Segundo a escritora, que tem livros infantis, juvenis, poesia e romance no currículo, a Casa Poema é a institucionalização de um método e pensamento, que acredita na força da palavra. “Temos o projeto para a polícia, que chama ‘Palavra de polícia, outras armas’. Fizemos até com a Polícia de Contagem, que na época era considerada mais violenta e precisada dessa abordagem. Temos também outro trabalho que é o ‘Versos de liberdade’, no qual trabalhamos, através da poesia, a questão étnica e principalmente o preconceito dentro do ambiente escolar e com meninos que cumprem medidas socioeducativas (esse só na Bahia)”, pontua, demonstrando o vigor da expressão. “A história, enquanto acontece, é muito difícil de ser classificada, rotulada ou compreendida. Estamos muito perto para ver a história. Algumas vezes farejamos, mas só confirmamos depois. Vejo a poesia vivíssima. Em todos os lugares que vou, tem uma cena poética.”

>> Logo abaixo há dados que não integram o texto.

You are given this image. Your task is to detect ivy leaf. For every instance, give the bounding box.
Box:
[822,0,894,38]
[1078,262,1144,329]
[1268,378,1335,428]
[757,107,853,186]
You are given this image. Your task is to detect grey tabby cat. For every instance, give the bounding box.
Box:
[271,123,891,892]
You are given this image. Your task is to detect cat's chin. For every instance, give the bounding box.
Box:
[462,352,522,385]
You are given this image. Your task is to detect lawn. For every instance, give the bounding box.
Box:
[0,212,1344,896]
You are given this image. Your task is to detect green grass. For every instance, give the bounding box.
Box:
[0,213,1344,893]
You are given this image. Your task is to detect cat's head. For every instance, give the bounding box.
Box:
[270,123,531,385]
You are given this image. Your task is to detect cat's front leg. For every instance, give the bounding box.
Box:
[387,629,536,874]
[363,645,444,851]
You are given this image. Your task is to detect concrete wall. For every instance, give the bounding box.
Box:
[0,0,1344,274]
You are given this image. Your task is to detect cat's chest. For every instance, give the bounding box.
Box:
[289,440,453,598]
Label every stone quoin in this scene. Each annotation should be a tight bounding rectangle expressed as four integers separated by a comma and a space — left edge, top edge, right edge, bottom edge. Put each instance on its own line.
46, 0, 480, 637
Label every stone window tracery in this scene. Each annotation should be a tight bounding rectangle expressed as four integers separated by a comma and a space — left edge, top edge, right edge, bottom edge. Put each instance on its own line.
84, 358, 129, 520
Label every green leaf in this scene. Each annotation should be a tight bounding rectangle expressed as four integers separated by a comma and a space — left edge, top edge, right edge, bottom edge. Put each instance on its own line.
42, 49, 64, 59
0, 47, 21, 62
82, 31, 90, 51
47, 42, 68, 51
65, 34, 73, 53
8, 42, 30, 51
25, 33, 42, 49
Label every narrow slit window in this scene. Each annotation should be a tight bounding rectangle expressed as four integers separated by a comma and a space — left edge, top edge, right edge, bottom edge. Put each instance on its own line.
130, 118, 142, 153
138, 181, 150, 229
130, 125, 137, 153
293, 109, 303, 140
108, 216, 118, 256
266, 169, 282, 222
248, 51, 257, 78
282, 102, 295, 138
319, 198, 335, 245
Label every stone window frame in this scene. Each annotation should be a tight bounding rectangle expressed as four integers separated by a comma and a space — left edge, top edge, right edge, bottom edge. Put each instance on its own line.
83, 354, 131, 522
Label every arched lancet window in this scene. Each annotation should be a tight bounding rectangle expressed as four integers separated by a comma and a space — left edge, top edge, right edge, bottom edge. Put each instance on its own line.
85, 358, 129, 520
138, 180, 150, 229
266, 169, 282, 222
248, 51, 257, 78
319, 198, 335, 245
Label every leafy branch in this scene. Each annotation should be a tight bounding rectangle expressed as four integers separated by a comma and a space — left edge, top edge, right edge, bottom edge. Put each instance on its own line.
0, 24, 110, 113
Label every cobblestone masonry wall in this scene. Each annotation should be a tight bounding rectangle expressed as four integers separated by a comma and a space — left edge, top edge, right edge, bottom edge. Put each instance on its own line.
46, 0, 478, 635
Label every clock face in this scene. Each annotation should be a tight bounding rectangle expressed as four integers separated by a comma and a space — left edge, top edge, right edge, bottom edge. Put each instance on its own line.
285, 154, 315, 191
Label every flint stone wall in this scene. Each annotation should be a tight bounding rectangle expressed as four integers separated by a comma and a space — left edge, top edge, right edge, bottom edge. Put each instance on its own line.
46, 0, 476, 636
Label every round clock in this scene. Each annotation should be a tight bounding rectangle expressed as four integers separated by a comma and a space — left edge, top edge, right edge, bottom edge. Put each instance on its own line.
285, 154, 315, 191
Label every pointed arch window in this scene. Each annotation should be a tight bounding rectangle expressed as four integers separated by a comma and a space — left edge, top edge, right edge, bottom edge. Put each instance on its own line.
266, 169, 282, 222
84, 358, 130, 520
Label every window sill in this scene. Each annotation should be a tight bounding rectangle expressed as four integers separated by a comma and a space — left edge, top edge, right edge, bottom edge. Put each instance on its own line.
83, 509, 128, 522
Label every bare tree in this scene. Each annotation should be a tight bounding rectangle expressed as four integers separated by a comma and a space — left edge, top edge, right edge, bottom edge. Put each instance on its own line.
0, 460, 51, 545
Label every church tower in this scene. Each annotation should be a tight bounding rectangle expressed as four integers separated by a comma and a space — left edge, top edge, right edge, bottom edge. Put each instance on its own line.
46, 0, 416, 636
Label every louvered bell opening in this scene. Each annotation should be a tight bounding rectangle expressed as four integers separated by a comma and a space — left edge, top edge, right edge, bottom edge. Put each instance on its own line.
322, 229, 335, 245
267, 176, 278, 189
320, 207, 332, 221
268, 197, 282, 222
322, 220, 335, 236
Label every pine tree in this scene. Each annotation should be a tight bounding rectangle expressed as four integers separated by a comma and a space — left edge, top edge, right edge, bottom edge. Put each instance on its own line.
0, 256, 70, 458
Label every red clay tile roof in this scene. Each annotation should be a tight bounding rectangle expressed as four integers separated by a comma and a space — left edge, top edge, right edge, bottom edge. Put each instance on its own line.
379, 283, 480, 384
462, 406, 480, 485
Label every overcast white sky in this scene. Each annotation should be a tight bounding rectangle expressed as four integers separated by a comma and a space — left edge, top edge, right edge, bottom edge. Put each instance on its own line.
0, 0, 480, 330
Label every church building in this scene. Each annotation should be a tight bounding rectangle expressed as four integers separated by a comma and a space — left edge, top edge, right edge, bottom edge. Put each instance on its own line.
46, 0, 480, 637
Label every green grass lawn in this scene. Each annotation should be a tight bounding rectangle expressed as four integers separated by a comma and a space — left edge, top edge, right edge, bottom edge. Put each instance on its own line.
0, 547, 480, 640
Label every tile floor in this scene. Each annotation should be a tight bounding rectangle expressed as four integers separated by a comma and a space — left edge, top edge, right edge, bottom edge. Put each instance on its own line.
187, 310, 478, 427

E a palavra, diz, é resistente. “Existe certa fama da morte da poesia, de tempos em tempos, que é a mesma do samba. E as duas são inócuas, inúteis. Quando é que o samba vai acabar? Nunca. E quando é que a poesia vai acabar? Nunca. Nem com todo o Prozac do mundo”, brinca. “Tudo o que acontece na vida e te amadurece vai direto para o seu poema. A poesia é um olhar. Escrevo todos os dias, porque é um jeito de enxergar. Ontem mesmo, quando estava dormindo na casa de um amigo, em Salvador, acordei com os latidos de um cachorro solitário e havia um conluio de vozes de pássaros. Aquilo me reportou diretamente à minha infância. Acordei com essa sensação e, antes de acabar de pensar em tudo isso, vi que tinha cheiro de poema”, conta (leia o poema em destaque).

Outras Elisas

“Sou uma louca, uma hiperativa sem medicação. Tenho uma produção imensa. Vou publicar, agora, uma coleção que se chama ‘Vozes guardadas’. São três livros em um só, é o que não publiquei nesses sete anos”, diz ela, que acaba de lançar “Fernando Pessoa, o cavaleiro de nada” (Editora Record), biografia romanceada do poeta português. “Ele fez todo um tratado de palavras em sua própria vida. Na vida, ele não pôde ser publicado, tudo o que conhecemos é póstumo. Teve uma vida intensa, aos olhos de quem nem uma flor nem um vento escapavam. Sua poesia era uma poesia que de tudo tratava. E ele ainda inventou vários caras. Tinha uma concomitância”, analisa, destacando seu elo com o autor de muitos heterônimos, entre eles Álvaro de Campos.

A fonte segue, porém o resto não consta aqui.